Croatian National Bank Purchased Two Tonnes of Gold in December 2022

Lauren Simmonds

Updated on:

There have been huge monetary and political changes for the Republic of Croatia this year already, with the country being the first to ever join both Schengen and the Eurozone on the very same day. When it comes to money, or at least items of value, gold is something that the country has allegedly not really had on its radar for a great many years, until December 2022, that is.

As Poslovni Dnevnik writes, Krishan Gopaul, an analyst at the World Gold Council, tweeted that ”The Central Bank of Croatia bought almost 2t of #gold in December. Prior to that they were not reporting any gold holdings, and haven’t since 2001. And this is another Eastern European central bank who had bought gold in 2022.”

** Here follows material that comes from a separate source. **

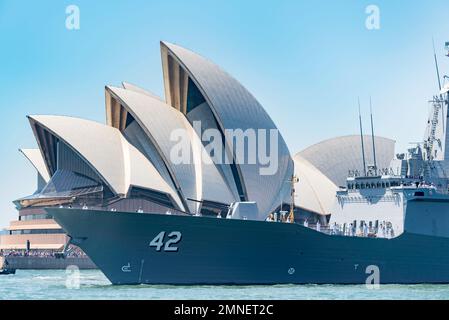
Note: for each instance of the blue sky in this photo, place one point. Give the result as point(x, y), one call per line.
point(305, 61)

While many will likely focus not on the topic of gold but on the fact that he referred to Croatia as Eastern Europe (let’s not go there now), this is interesting because the country hadn’t reported any gold holdings for such a long time now.

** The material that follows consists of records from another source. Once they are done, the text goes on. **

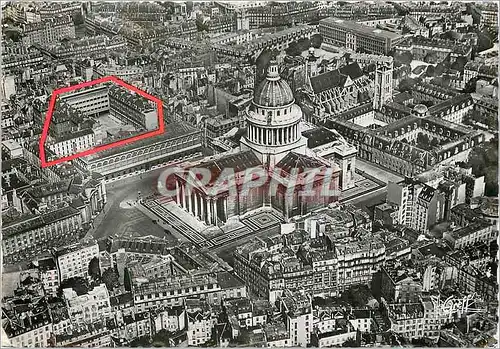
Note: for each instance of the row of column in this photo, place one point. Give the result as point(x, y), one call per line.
point(276, 136)
point(205, 209)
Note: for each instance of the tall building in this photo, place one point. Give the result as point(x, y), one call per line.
point(273, 140)
point(356, 37)
point(273, 128)
point(48, 32)
point(383, 83)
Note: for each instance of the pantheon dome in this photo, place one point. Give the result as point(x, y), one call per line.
point(273, 119)
point(273, 92)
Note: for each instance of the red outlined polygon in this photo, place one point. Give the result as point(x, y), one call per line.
point(48, 118)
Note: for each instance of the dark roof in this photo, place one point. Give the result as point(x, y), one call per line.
point(228, 280)
point(335, 78)
point(319, 136)
point(239, 162)
point(293, 160)
point(326, 81)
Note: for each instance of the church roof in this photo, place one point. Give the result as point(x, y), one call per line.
point(335, 78)
point(239, 162)
point(319, 136)
point(294, 160)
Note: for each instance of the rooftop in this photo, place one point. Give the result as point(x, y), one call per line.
point(360, 28)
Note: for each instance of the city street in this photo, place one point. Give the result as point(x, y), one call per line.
point(125, 221)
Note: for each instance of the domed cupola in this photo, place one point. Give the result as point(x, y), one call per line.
point(273, 120)
point(273, 92)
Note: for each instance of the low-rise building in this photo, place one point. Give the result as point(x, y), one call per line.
point(91, 307)
point(30, 231)
point(481, 231)
point(73, 260)
point(48, 31)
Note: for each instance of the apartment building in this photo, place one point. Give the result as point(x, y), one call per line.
point(357, 261)
point(49, 31)
point(296, 310)
point(72, 143)
point(201, 319)
point(173, 290)
point(73, 261)
point(92, 307)
point(37, 231)
point(355, 36)
point(49, 275)
point(480, 231)
point(27, 330)
point(419, 205)
point(89, 101)
point(57, 9)
point(133, 109)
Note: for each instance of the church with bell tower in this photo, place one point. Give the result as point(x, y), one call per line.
point(274, 143)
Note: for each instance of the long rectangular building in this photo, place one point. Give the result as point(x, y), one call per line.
point(178, 142)
point(355, 36)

The gold was immediately forwarded by the Croatian National Bank to the European Central Bank because since January 1st, 2023, upon joining the Eurozone, the Croatian National Bank has also participated in the management of part of the ECB’s international reserves, as do all other central banks of Eurozone member states.

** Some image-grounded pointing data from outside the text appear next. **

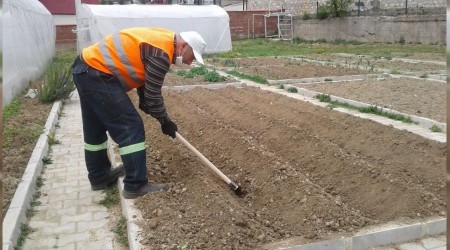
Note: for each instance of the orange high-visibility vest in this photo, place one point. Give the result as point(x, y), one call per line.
point(119, 53)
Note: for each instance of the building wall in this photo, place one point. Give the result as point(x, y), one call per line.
point(425, 29)
point(250, 24)
point(299, 7)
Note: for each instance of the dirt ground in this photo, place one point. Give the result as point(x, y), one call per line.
point(310, 173)
point(418, 97)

To be clear, the statute of the European System of Central Banks and the European Central Bank stipulates that the national central banks of Eurozone member states must transfer part of their international (foreign exchange) reserves to the ECB when joining the Eurosystem. As such, the Croatian National Bank also had to transfer part of its assets as well, according to what was explained by the bank for tportal.

National central banks of the Eurozone pay money in relation to the existing balance of international reserves of the ECB, namely 85 percent of the amount in US dollars and 15 percent in gold.

The Croatian National Bank was supposed to transfer 639.9 million euros to the ECB, that is, 580.1 million in US dollars and 96 million euros worth of gold, which the central bank did not have at that time.